Blog post

Lessons from 50,000 humanoid trajectories

We crossed 50,000 humanoid trajectories last month — captured across Figure, Optimus, Apollo, and one platform we can’t name yet. The number is round and uninteresting on its own. The lessons from getting there are not.

Five things we learned, in order of how much they changed how we run programs:

1. Operator pacing matters more than operator skill

We initially graded operators on per-trajectory quality. We found that operators who shipped clean 50-trajectory batches at slower pace consistently outperformed operators who shipped 200-trajectory batches at faster pace — even when the per-trajectory quality of the fast operators was higher in their first 50.

The cause: long-session quality degradation. Past two hours of concentrated teleop, even skilled operators start producing trajectories that are subtly worse. The signal-to-noise ratio drops.
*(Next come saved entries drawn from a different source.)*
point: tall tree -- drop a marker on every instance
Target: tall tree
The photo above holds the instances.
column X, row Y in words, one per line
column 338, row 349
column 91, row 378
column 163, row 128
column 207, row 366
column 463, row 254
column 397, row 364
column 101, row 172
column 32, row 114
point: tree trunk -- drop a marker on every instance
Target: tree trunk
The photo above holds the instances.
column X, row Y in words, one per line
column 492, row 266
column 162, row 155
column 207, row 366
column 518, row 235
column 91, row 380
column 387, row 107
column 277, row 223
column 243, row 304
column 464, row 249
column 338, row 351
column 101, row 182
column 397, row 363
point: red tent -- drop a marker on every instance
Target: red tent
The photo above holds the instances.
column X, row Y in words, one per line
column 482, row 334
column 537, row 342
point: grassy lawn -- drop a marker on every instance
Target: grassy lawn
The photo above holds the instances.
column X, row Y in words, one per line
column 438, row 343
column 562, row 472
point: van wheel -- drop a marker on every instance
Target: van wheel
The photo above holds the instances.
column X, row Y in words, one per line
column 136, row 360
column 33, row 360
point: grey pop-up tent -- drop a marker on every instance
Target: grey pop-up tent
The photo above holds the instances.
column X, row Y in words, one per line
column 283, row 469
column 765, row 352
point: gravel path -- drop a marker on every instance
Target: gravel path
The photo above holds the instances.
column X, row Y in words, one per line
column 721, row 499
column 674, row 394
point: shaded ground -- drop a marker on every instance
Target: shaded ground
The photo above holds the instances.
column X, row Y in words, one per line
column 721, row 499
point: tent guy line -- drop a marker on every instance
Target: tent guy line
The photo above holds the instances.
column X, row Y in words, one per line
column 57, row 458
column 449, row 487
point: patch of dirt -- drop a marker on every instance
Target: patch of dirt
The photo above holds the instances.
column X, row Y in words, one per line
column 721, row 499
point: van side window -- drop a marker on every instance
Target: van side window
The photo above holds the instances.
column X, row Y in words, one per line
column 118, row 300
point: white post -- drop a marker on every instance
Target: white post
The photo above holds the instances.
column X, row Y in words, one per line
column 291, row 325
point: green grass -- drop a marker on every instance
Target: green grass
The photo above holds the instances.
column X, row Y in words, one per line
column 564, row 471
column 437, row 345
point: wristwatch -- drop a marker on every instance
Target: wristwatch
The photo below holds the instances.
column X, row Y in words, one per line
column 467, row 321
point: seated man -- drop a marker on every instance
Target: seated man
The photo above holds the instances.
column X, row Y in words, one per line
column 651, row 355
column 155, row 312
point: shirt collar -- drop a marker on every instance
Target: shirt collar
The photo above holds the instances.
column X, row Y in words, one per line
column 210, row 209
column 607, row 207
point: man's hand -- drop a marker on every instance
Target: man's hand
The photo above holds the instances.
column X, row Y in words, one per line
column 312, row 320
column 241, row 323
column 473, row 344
Models trained on the back half of a long session learn artifacts.

We now schedule operators in 90-minute sessions with 20-minute breaks, no more than four sessions a day. Throughput is lower; usable trajectory yield is higher. Net unit economics improve.

2. Cross-embodiment data is more valuable than we thought

Our first humanoid programs were single-platform. We added cross-embodiment capture late, partly because the unit cost is 1.5–2.5x higher.

Models trained on cross-embodiment data outperformed single-platform models by margins that were embarrassingly large — the kind of margins that make you question whether you should ever run a single-platform program again.

The most underrated benefit is that cross-embodiment also forces better task spec discipline. “Pick up the mug” means different things on different platforms, and you can’t paper over that ambiguity. The spec gets tighter, which helps even single-platform downstream.

3. Failure-recovery data is what actually shifts production performance

For our first 20K trajectories, we captured almost exclusively successful demonstrations. Models trained on this data reached competent in-domain performance but failed badly when they encountered situations they hadn’t seen — they had no notion of how to recover from their own mistakes.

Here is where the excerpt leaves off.